Minoo resta in silenzio a lungo. Dovrebbe essere arrabbiata con lei. Furiosa. Ma Linnéa ha ragione: Minoo stessa ha un grosso segreto, un segreto che non è sicura di essere pronta a condividere con le altre, almeno per il momento. ‘Ma prima o poi dovrò’ pensa. ‘In questo, ha ragione Linnéa’.
«Mi odi?» chiede Linnéa.
«No» risponde Minoo. «Però devi parlarne con le altre».
Linnéa annuisce e fa un sospiro profondo.
«Io non dirò niente» dice Minoo. «Però non devi aspettare troppo».
«Neanche tu» dice Linnéa. Poi vede qualcosa e si alza lentamente.
Minoo si volta.
Sta arrivando Vanessa, nel suo vestito rosa attillato. Un tacco le resta impigliato nell’erba, facendola vacillare. La sua imprecazione si sente fin da qui.
Linnéa posa una mano sul braccio di Minoo e indica. Ecco che arriva Anna-Karin, con le mani nelle tasche della giacca e i lunghi capelli che si agitano intorno al viso.
Minoo sente le lacrime bruciarle gli occhi. Si guarda intorno, ed ecco che si avvicina anche Ida, portando a braccio la sua bicicletta fra le lapidi.
Subito Minoo si sente tranquilla. Sono tutte riunite presso le tombe di Elias e Rebecka. Si guardano, ma nessuna dice niente. Non occorre spiegare perché sono venute qui.
Loro sono il Cerchio. Insieme hanno combattuto per le loro vite, e lo rifaranno.

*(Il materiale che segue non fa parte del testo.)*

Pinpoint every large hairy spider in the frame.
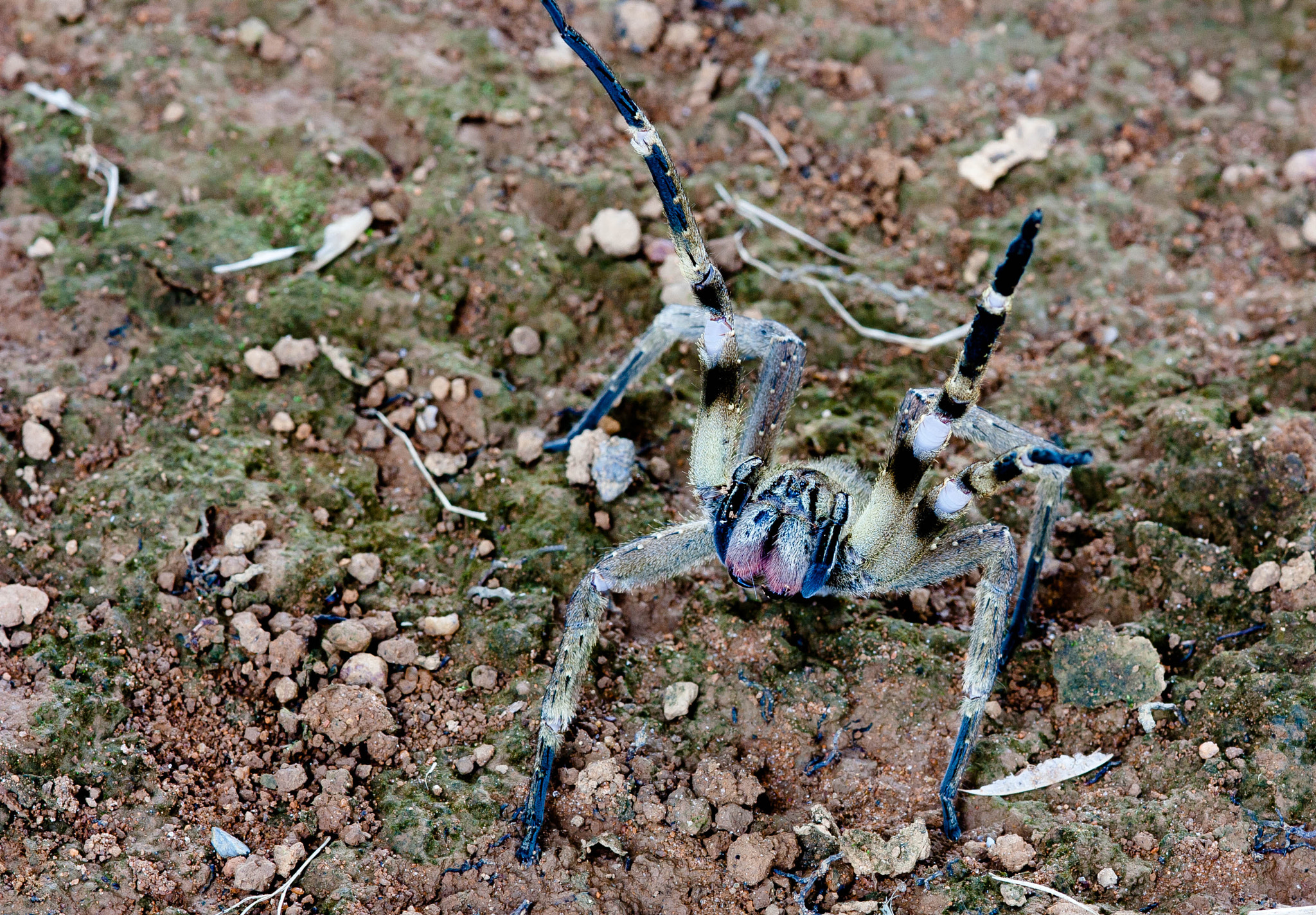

Linnéa prende il mazzo di rose e lo divide in due metà. Posa la prima sulla tomba di Elias, e l’altra su quella di Rebecka.
Minoo pensa alle anime di Rebecka e di Elias, a quanto le ha sentite vive nel momento in cui le ha liberate.
«Secondo voi sono qui, adesso?» domanda Anna-Karin.
Minoo scuote la testa. Non sa spiegare perché, ma improvvisamente ne è del tutto sicura. «No, sono dove devono essere». Poi prende per mano Linnéa. «E anche noi».